Leveraging NTPs for Efficient Hallucination Detection in VLMs
Ofir Azachi, Kfir Eliyahu, Eyal El Ani, Rom Himelstein, Roi Reichart, Yuval Pinter, Nitay Calderon
TL;DR
This work tackles hallucination detection in vision-language models (VLMs) by avoiding costly external predictors and instead leveraging next-token probabilities (NTPs) collected during generation. It introduces Description NTPs and Linguistic NTPs, derives both raw and statistical features, and trains lightweight ML models that can operate on-the-fly; a dataset of $1{,}400$ probes from $350$ images evaluates the approach. Results show that statistical NTP features can rival predictor-based signals in speed and approach their accuracy, and that combining NTP features with predictor outputs yields the strongest performance. The study demonstrates a practical, scalable path to improving VLM reliability and highlights how linguistic biases in generation influence hallucination signals, pointing to future directions in uncertainty-aware generation and feature integration.
Abstract
Hallucinations of vision-language models (VLMs), which are misalignments between visual content and generated text, undermine the reliability of VLMs. One common approach for detecting them employs the same VLM, or a different one, to assess generated outputs. This process is computationally intensive and increases model latency. In this paper, we explore an efficient on-the-fly method for hallucination detection by training traditional ML models over signals based on the VLM's next-token probabilities (NTPs). NTPs provide a direct quantification of model uncertainty.
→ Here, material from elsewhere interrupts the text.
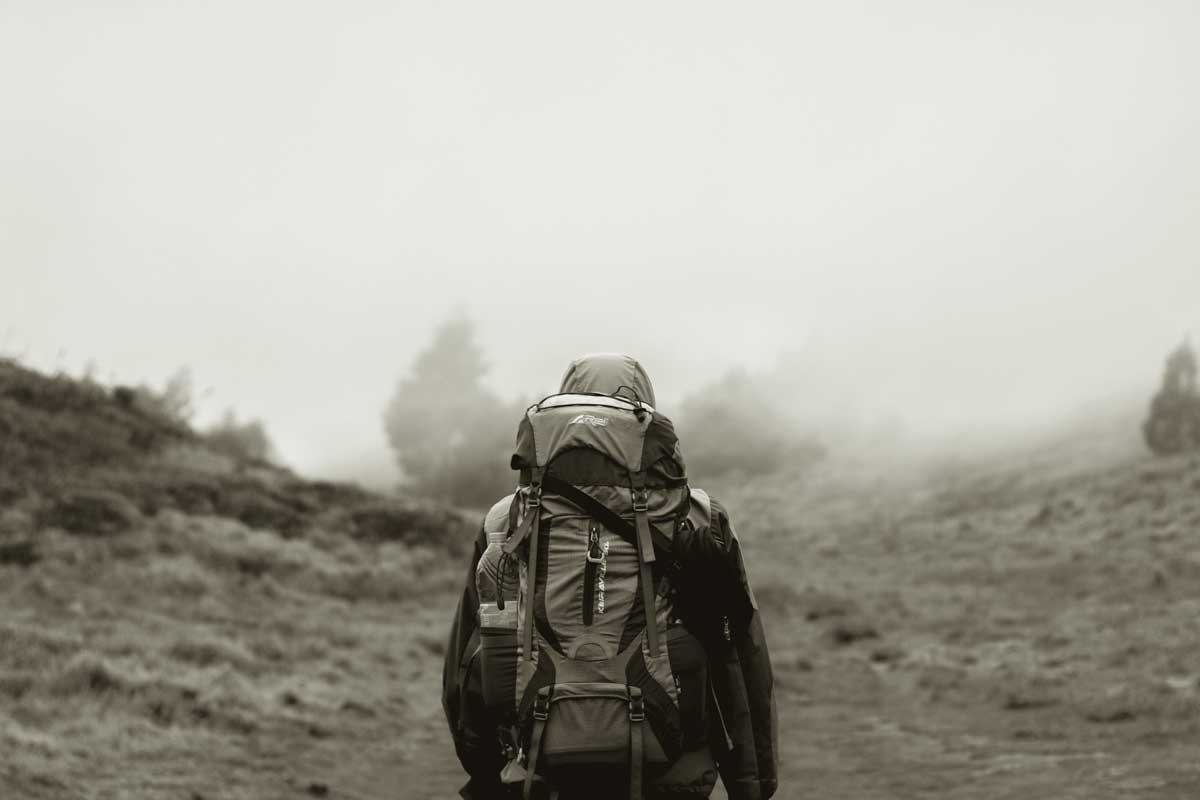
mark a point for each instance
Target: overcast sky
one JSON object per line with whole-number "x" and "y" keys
{"x": 976, "y": 210}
We hypothesize that high uncertainty (i.e., a low NTP value) is strongly associated with hallucinations. To test this, we introduce a dataset of 1,400 human-annotated statements derived from VLM-generated content, each labeled as hallucinated or not, and use it to test our NTP-based lightweight method. Our results demonstrate that NTP-based features are valuable predictors of hallucinations, enabling fast and simple ML models to achieve performance comparable to that of strong VLMs. Furthermore, augmenting these NTPs with linguistic NTPs, computed by feeding only the generated text back into the VLM, enhances hallucination detection performance. Finally, integrating hallucination prediction scores from VLMs into the NTP-based models led to better performance than using either VLMs or NTPs alone. We hope this study paves the way for simple, lightweight solutions that enhance the reliability of VLMs.